Comrade Tuvshinbayar came to visit today. He is traveling the soum5 to talk to people and assure them that the disturbances in the City are under control. Even Akhaa knows better than to disrespect Tuvshinbayar. Father insisted that he stay for lunch, and Comrade said he would have stayed whether we invited him or not. Then he told a story about his son’s wife. “I took one bite of her buuz and bit something hard. I thought, ‘Did she leave a bone in here?’ Then I took it out. What was it? It was a nail! Now, her grandfather was at Khalkhyn Gol6, and her father worked under Tsedenbal7 and Batmönkh, so I know she’s a good Communist, not one of these troublemakers in the City.

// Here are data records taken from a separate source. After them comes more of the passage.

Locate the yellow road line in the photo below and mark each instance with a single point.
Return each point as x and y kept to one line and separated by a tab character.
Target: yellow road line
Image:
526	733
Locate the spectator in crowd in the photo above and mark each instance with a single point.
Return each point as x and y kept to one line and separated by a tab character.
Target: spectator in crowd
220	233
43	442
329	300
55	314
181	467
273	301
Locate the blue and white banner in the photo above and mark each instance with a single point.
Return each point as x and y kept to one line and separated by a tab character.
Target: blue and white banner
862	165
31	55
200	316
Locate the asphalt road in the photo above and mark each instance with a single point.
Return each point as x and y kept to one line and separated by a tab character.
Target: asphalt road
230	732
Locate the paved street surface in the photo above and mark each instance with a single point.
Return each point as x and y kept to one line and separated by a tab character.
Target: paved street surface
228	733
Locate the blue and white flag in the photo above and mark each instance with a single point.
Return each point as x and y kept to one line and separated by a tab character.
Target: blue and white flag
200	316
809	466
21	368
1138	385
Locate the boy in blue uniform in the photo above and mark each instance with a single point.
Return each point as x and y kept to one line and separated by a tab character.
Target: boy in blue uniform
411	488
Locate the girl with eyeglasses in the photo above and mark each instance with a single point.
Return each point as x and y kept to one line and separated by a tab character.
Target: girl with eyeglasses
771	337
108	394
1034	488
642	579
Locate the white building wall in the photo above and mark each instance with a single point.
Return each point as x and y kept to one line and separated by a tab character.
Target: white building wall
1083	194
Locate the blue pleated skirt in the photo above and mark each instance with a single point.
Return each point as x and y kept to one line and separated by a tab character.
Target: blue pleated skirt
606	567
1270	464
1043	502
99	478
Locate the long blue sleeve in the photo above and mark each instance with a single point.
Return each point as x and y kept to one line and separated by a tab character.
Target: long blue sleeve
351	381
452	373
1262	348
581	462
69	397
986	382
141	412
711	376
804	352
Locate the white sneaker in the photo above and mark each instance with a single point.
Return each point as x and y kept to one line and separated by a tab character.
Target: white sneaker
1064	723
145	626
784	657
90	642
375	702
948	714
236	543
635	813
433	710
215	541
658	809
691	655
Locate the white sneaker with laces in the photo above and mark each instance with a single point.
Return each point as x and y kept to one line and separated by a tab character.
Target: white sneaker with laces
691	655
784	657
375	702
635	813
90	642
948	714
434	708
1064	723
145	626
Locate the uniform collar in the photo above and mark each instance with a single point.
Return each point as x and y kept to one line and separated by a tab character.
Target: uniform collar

I know she wasn’t trying to kill me. But if she isn’t an assassin or a Western agent, what is she then? A bad cook! But I didn’t want to hurt her feelings, so do you know what I said? What could I say? I said, ‘I was looking for this nail!'”

We all laughed. He continued. “Do you know what the problem is? She is tall and thin. The best Mongolian women are short and fat. They work harder. But then, the women in your family are beautiful, and they can cook. We should send your tsoivan to the City, give those protesters a taste of what a true Revolutionary family can do for Mongolia.”

Tuvshinbayar asked Father about any travelers passing through, and Father said that we hadn’t seen very many, which is true. I think people are afraid. What is happening in the City? Is it like Berlin or Beijing, or something else? The rumors are hard to understand. Not that many rumors make it here. Unless the animals have a way of spreading them. After Tuvshinbayar was gone Akhaa said something disrespectful about him. I didn’t catch what it was but Father slapped him across the face. Mother had to jump in to separate them. Egchee pretended nothing was happening, like she always does. Akhaa left on his horse and said that he was going to check up on the animals, though it was already too dark to see much, and the animals were all in the shelter anyway. Father opened another bottle and drank it by himself.